A few years ago, we left the church we had been attending (and members of). The church was very tiny–only 10-20 people attended each week. The church was so small that problems and errors were clearly seen in a way that couldn’t be seen in bigger churches. We were uncomfortable with some of the teachings or practices of the church. We tried to talk to the pastor, but he refused to hear us. We realized that we couldn’t go along with what was happening in that church, and the pastor would never change. Compromise was not possible so we left.
Although we had a few opportunities to really criticize the church in our community we refused. It was not our desire to cause division. I have written about our experiences at the church on this blog because I was attempting to explore beliefs and traditions that were taught there that I believe was wrong and ought to be considered. However, I have not and will not named the church or the pastor. I do not believe that is my place.
Speaking the Truth in Love
I believe that there are times to be silent, but I also believe that there is a time to speak up. I do not believe it’s always loving to be silent. Sometimes silence allows people to be hurt and enables sin to continue.
I believe that if we speak up, it ought to be done with love–not with anger or with the intend to hurt someone. However, sometimes loving truth hurts and not everyone wants to hear truth. I believe that if we speak up, we ought to realize that there may be a price to pay, and we need to be willing to pay the price.

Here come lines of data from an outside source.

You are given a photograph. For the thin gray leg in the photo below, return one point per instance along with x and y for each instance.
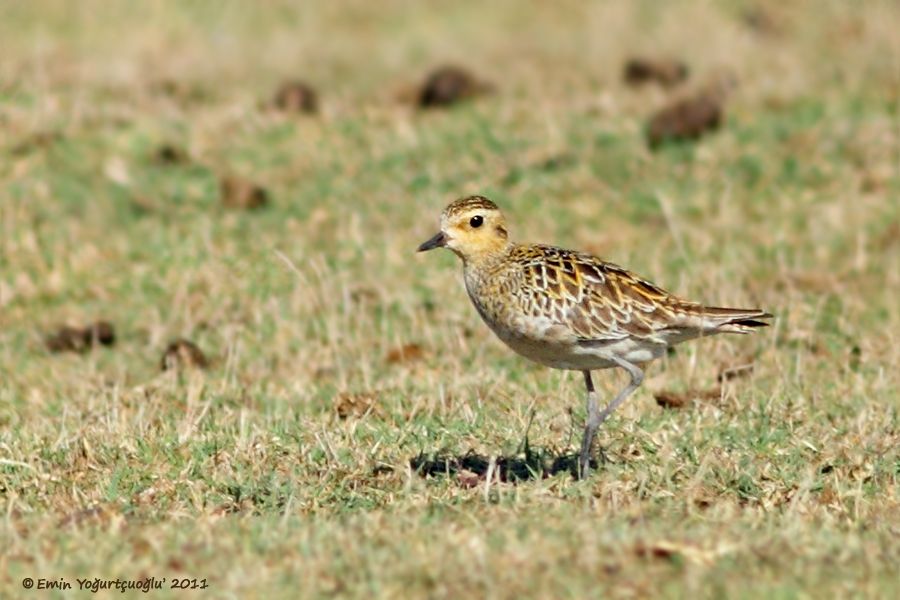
(596, 417)
(590, 427)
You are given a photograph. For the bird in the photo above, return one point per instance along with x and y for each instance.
(570, 310)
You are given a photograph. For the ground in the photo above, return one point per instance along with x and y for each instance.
(359, 432)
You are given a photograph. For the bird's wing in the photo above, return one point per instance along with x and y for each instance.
(599, 302)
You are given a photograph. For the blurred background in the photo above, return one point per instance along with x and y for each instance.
(216, 338)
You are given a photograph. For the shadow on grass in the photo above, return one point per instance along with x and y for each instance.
(470, 468)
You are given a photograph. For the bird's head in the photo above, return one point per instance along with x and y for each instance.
(473, 227)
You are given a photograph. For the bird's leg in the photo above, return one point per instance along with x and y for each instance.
(637, 377)
(590, 427)
(596, 417)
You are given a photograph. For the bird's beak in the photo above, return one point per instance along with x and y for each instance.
(439, 240)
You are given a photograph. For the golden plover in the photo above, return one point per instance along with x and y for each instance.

I believe that I enabled a loved one in her dysfunctions for 20 years because I was too “understanding” and “nice” and too afraid of “making things worse” to tell her the truth. My silence did not help her at all, and I regret it. Once I started to tell her the truth and challenge her actions/statements/beliefs, our relationship immediately changed and our friendship ended. This was the price for my speaking up. I do not regret speaking up, although I’m sad the relationship ended.
When there is disagreement
As I started in another post, I think that when there is a difference of belief, we have several options:
- One or the other can change their mind in agreement with the other.
- Both can compromise
- Both can agree to disagree.
- If neither can agree with the other, if no compromises can be made, if neither can agree to disagree, then there must be a parting.
Sometimes, no matter what we do, there is no more “walking together,” there is no relationship, and we have to separate. Sometimes relationships fall apart. That’s just the way it is. I think relationships fall apart when communication breaks down–when there is no “hearing” each other.
However, I also think that separation does not HAVE to be forever. If there is repentance and a willingness to work on the problems in the relationship then I think there can be a working toward reconciliation.
Willingness to acknowledge that we can be wrong
I think that we must always consider that we could be wrong. It’s possible that we could have misunderstood a person, we might not have had all the information about a situation, or our perspective might be wrong. There also could be sin in our own lives. We can be WRONG!
I believe we must always ask God to teach US the truth about Himself, about ourselves, and about others. We must have the humility to consider that we could be wrong. We need also to repent and be willing to change. I always ask God to teach me His truth and to show me if I am the wrong who is wrong.
My understanding of all this is not complete. However, these are the principles that I am beginning to form.